Below is a timeline of Mr. Moo’s observed symptoms, diagnosed conditions, and treatments and therapies.
Signs & Symptoms
Treatments & Therapies
Doctors & Specialists
Palate closure was a success!
On cleft palate
Cleft palate allows for food to go up the nose, lots of extra saliva, sometimes swallowing difficulties, and other times acid reflux.
On acid reflux
We have another son with GERD, so they could also be unrelated and due to family history. Mr. Moo doesn't have GERD, he has mild, occasional acid reflux.
On Pediatric Orthodontist Dr. Chuen Chiang
Dr. Chiang made Mr. Moo's NAM. She works tirelessly to help kids, and she has a winning personality to boot! She is incredibly kind, patient, meticulous, and helpful!
On ear tubes, preventively
A lot of kids have fluid build up, Mr. Moo had very little. The doctor said if all goes well this will be the only ear tubes Moo needs, when he outgrows them they won't place anymore.
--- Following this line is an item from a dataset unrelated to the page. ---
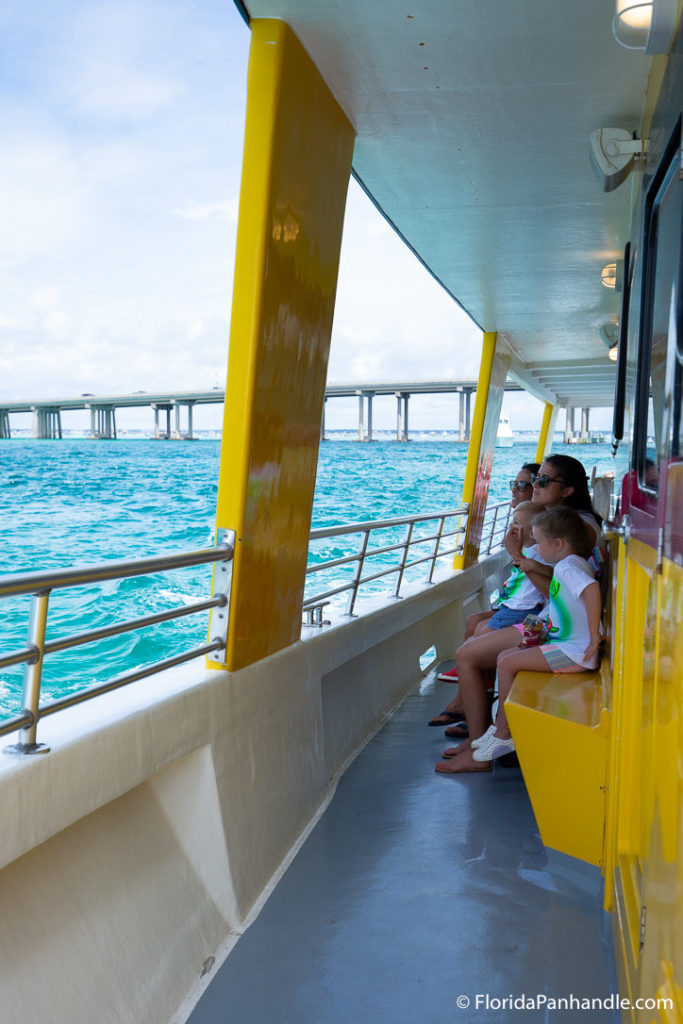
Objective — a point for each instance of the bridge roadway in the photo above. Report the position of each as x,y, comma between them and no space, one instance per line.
47,413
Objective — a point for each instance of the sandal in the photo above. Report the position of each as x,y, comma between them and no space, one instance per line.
459,731
445,718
On Speech Therapist (for feeding and speaking)
The speech therapist helped us get started feeding the baby, also recommended what cups to switch to before palate repair, and we will be meeting with her again soon to assess speech therapy needs.
On Pediatric Doctor
Our pediatrician is keeping tabs on Mr. Moo's development, height, weight, and head circumference. She is invaluable in her expertise and insights. The surgeon has deferred to her in these matters.
On Cleft lip and nostril closure
Mr. Moo's incomplete bilateral cleft lip was repaired when he was 3 months old. (One side was incomplete but had a seam, one side was complete. They repaired both sides as they would a bilateral cleft lip.)
On head circumference
They could be unrelated, but Mr. Moo's head size is in the 97 percentile, while his body was in the 85th. The doctors are monitoring the growth with the concern being possible hydrocephalus or a co-condition.
On Otolaryngologist/Cosmetic Surgeon, Dr. Brian Rubinstein
Dr. Rubinstein is incredible and I can't recommend him enough! He is the chief of Pediatric Otolaryngology-Head and Neck Surgery at Kaiser Permanente in Roseville, CA. He is also the assistant director of the Northern California Regional Craniofacial Panel for Kaiser Permanente. He started a nonprofit called Faces of Tomorrow where he and a crew of nurses and doctors go on medical missions around the world to help others with clefts and craniofacial deformities.